Correlation Engine Design
Goals
- Group low-level events into a single CausalOrder per fault.
- Identify the most likely root cause node (GPU, NIC, OST, etc.).
- Surface supporting evidence with confidence scores.
Graph Model
CausalOrder
├── nodes: Vec<EvidenceNode>
│ ├── Event { ts, kind, source }
│ ├── Rank { rank, host, job_id }
│ ├── GPU { uuid, host, model, mig_mode }
│ ├── PCIeBus { bus_id, gen, width }
│ ├── SwitchPort { switch, port }
│ ├── OST { ost_id, fs }
│ ├── MDT { mdt_id, fs }
│ ├── NIC { ib_dev, port, host }
│ ├── Node { hostname, rack }
│ └── Rack { rack_id, row }
├── edges: Vec<EvidenceEdge>
│ ├── causes (X → Y)
│ ├── follows (X in time after Y)
│ ├── on_same_host
│ ├── same_step
│ └── communicates_with
└── score: Confidence { value, breakdown }
Root-Cause Selection
For each CausalOrder we compute a per-node score:
score(node) = sum(rule_weight(node) for rule in rules(node))

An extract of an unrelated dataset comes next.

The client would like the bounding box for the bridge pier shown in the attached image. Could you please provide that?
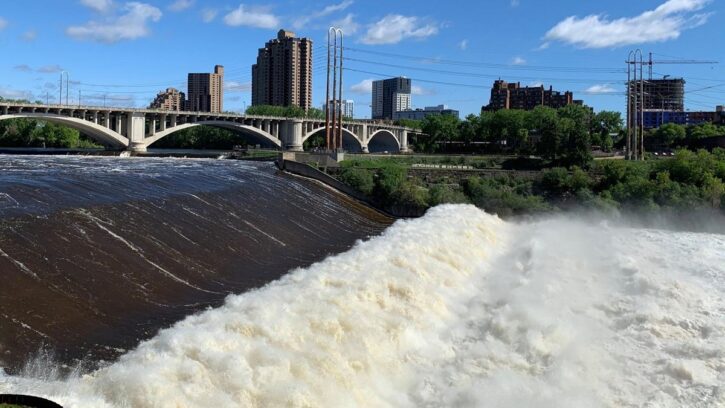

* source_reliability(source)
* proximity_factor(ts_delta_seconds)
+ recurrence_bonus(node)
- conflicting_evidence_penalty(node)
Top-1 by score = "most likely root cause." Output on every DiagnosisEvent.
Time Correlation
Events are bucketed by step window (default 60s). Cross-bucket links require a follow-up event within 5m that references the same host/rank/OST/PCIeBus/nic.
Output
agents/denpex-control-plane/src/correlation/mod.rs produces:
CausalOrder— full graph (used forrender-graph).RuleHit— list of fired rules with evidence.MostLikelyRootCause— top-1 + alternates.
Tests cover:
- Single-cause chains.
- Multi-cause faults.
- Cascading failures (one root → multiple symptoms).